I have turned the corner. My garage is starting to look like a garage instead of a dump site.
Revved by my progress, I decided to attack my painting racks. But what to do with them, and where?
I honed in on a small vertical space between the garage back wall and the first vertical studs. The area had been where I plopped items we rarely use. Read: Skis. In Florida. And those skis? Their boots’ plastic bottoms are dried up and cracked. They’d completely fallen off. Trash! That same wedge of space was loaded with camping gear, crutches, stadium seats, beach chairs plus an umbrella, and three bunches of golf clubs. (Three! We last used even a single club on a vacation in Martinique. More purging underway.)
Once we skinnied down that bunch of bunk, we had to be creative about finding a logical, usable place the remaining items. My best bet, it seems, will be to build a horizontal shelf in another part of the garage, perhaps several feet up a wall. I added that to my post-purging to-do lost.
Now that the vertical space is empty, I will organize the items I intend to save and find the best placement for them within that location.
In the meantime, I also have to deal with the overloaded boxes of photos, cards, letters and other memorabilia that I brought into the house from the garage earlier during this project. Luckily I can sort through decades worth of paper products in the air conditioning. Still, it’s taking a lot of time.

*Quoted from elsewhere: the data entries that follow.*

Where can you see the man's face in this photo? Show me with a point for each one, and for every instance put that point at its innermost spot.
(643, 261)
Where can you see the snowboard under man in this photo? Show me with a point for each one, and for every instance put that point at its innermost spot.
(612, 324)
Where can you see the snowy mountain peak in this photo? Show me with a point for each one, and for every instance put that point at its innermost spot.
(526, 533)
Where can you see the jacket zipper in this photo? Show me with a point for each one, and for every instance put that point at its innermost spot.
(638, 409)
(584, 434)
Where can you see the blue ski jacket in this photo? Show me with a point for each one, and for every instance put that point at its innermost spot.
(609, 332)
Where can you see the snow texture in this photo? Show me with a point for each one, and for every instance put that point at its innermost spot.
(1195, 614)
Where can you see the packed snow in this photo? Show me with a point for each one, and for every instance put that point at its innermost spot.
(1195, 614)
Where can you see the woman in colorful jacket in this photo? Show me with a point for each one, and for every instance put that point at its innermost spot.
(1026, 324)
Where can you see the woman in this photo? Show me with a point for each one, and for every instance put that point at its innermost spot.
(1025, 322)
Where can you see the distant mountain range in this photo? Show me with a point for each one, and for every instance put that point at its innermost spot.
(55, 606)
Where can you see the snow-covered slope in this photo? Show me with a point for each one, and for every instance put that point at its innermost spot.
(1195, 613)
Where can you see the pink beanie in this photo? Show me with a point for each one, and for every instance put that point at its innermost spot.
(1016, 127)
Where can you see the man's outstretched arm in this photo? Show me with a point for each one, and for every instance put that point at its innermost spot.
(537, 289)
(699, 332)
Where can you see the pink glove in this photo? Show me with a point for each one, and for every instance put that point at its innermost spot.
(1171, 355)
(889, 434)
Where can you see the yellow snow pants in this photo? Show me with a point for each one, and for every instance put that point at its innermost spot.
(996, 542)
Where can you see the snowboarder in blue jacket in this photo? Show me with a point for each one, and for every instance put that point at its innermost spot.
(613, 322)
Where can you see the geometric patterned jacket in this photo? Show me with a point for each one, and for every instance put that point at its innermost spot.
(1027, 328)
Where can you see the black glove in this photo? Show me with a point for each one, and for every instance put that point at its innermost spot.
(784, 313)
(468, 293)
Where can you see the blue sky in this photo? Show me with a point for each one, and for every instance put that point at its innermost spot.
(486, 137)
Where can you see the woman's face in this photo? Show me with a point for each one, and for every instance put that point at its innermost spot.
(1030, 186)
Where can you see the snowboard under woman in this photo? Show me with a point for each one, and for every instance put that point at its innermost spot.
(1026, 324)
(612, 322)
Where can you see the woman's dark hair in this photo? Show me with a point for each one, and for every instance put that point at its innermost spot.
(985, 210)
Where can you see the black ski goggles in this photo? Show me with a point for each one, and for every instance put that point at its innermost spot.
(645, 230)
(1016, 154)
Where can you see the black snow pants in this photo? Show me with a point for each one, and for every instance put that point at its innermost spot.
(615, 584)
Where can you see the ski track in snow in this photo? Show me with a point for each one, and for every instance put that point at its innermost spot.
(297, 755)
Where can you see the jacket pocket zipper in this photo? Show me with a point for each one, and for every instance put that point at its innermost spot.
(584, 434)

One Sunday, I spent the whole day reading the cards and letters, one by one. I found many I did not remember. I enjoyed the day immensely, traveling back in time to my days as a young artist with my first shows in NY and LA, and reading letters from close friends and relatives who are not here anymore. But, no need to save paper! I took pictures of some letters; images will be easier to find on my computer than in a box. I almost cried when I saw my daughter’s baby feet printed from her birth and my son’s sonogram photo. Some of the boxes had been my step-mom’s. Those were easier to pare down. In fact, I quickly reduced six boxes to three—and I’ll forward one of those to my daughter.
I’m not done. I’ll need to cull through them again. I’m sure I’ll toss more in the trash when I go back through. That will need to come much later. First I need to get back into the garage.